PROTESTERS and supporters of the controversial Pinewood Studios expansion locked horns for the first time this morning as the appeal into the £200m plans began.

Terry Phillimore, the Government’s nominated planning inspector, heard opening statements from both sides after the proposal for the studios' Greenbelt extension was dismissed by South Bucks District Council in May.

Stop Project Pinewood (SPP) campaigners dubbed the project “a pig with lipstick” which should be thrown out in the same way as Pinewood’s previous appeal in 2009.

SBDC insist the project will cause “substantial” harm to the Green Belt and could be built elsewhere, and questioned the business case put forward by the world-famous studios.

But studio bosses insist it is a “UK success story” which will be prevented from bringing in significant economic benefits unless it is allowed to expand at the current site.

Martin Kingston QC, representing Pinewood Shepperton Ltd, said the economic benefits could not be ignored, with the film industry contributing £4.6billion to UK GDP in 2011.

He said: “Pinewood is a huge British success story from a commercial and policy perspective to be celebrated as such.

“It has in the past and continues now to contribute enormously to the UK economy at national, regional and local scale.

He later added: “Failure to grant planning permission would represent a failure to grasp a significant opportunity which has been carefully husbanded and promoted.”

Mr Kingston said the lack of capacity and having to turn business away is damaging the studios, that the proposal is not “footloose” and must be built on the current site.

The studios also insist the appeal must be viewed on its own merits, not those of the previous ‘Project Pinewood’ and that sustainability and landscaping changes will ensure Greenbelt damage is minimised.

Simon Bird QC, acting on behalf of SBDC, said the studios had underestimated the harm to the Green Belt and questioned the business case promising to deliver over 3000 jobs.

He said: “The impact on the Green Belt would be the permanent loss of a substantial area of open Green Belt and the further fragmentation of the Green Belt as a whole, running to four out of five Green Belt purposes.

He added: “The projections of sustained growth over a 20 year period do not justify the weight placed upon them, given the extremely volatile nature of the film industry and its inherent unpredictability.”

The council believes more could be done to expand within the existing Pinewood site, and that the area is “inherently unsustainable” as concluded by the previous inspector in 2009.

It also claims the expansion could be easily shifted elsewhere, especially the office space earmarked in the plans.

Charlie Hopkins, speaking on behalf of SPP, said the project is similar enough to the previous one to be rejected and that government guidance on Green Belt should prevail.

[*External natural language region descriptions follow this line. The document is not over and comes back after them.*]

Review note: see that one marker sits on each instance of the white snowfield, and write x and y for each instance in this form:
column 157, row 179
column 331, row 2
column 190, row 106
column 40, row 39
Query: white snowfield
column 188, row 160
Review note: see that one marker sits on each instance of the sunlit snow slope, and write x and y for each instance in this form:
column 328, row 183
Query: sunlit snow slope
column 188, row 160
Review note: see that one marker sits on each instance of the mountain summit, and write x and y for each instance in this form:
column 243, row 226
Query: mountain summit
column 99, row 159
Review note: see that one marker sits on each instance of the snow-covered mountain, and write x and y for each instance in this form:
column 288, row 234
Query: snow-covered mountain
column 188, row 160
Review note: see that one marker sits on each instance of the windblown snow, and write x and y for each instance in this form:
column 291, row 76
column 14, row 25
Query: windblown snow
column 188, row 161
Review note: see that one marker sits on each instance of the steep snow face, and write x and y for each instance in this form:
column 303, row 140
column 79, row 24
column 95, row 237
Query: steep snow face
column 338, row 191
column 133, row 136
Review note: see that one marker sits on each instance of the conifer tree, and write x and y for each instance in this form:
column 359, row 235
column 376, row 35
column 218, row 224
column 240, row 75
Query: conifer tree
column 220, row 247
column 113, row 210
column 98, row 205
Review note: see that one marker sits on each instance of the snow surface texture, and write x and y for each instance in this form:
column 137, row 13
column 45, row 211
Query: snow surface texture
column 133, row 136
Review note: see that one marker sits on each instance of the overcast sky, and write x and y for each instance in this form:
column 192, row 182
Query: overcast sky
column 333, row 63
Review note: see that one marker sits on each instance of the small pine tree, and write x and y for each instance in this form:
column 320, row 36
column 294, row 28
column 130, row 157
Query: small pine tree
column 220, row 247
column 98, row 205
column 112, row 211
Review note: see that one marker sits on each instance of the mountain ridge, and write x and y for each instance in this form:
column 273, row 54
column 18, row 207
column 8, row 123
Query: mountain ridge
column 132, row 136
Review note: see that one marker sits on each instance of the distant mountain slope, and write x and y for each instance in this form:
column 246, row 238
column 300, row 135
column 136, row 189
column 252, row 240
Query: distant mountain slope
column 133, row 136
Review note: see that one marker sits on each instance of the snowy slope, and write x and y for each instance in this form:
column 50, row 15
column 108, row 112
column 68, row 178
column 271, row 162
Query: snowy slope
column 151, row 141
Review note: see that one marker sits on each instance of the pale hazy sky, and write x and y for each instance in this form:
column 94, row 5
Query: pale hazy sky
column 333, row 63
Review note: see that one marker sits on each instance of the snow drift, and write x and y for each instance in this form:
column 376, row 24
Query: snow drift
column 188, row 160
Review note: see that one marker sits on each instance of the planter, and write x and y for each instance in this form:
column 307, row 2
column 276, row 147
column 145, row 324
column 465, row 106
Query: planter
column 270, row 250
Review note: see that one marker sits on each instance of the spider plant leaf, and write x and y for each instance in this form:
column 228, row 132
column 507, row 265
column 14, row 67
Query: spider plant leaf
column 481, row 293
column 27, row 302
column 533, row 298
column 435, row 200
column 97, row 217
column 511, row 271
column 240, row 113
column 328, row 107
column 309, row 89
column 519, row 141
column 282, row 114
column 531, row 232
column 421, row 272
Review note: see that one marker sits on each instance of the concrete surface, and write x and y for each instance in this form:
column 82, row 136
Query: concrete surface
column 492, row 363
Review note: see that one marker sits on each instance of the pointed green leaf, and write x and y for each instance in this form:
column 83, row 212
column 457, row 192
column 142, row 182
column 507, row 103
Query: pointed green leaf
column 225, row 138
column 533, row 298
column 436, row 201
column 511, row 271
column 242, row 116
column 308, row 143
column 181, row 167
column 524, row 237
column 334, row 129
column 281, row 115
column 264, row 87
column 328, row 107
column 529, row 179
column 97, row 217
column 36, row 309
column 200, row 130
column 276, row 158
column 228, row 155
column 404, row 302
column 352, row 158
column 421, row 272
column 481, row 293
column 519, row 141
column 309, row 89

He said: "It is not without a very strong sense of déjà vu that many of us find ourselves here again.

"No amount of superficial tweaking and beautification can make the site suddenly sustainable. In planning terms the site will remain a pig, albeit one with lipstick.

"Sustainable means ensuring that better lives for ourselves should not mean worse lives for future generations."

The inquiry at the Iver Heath studios is scheduled to last 16 days, with SBDC making its case this week and SPP’s turn next week.

Pinewood will state its case in week three, after which the appeal will go to Secretary of State Eric Pickles for a final decision.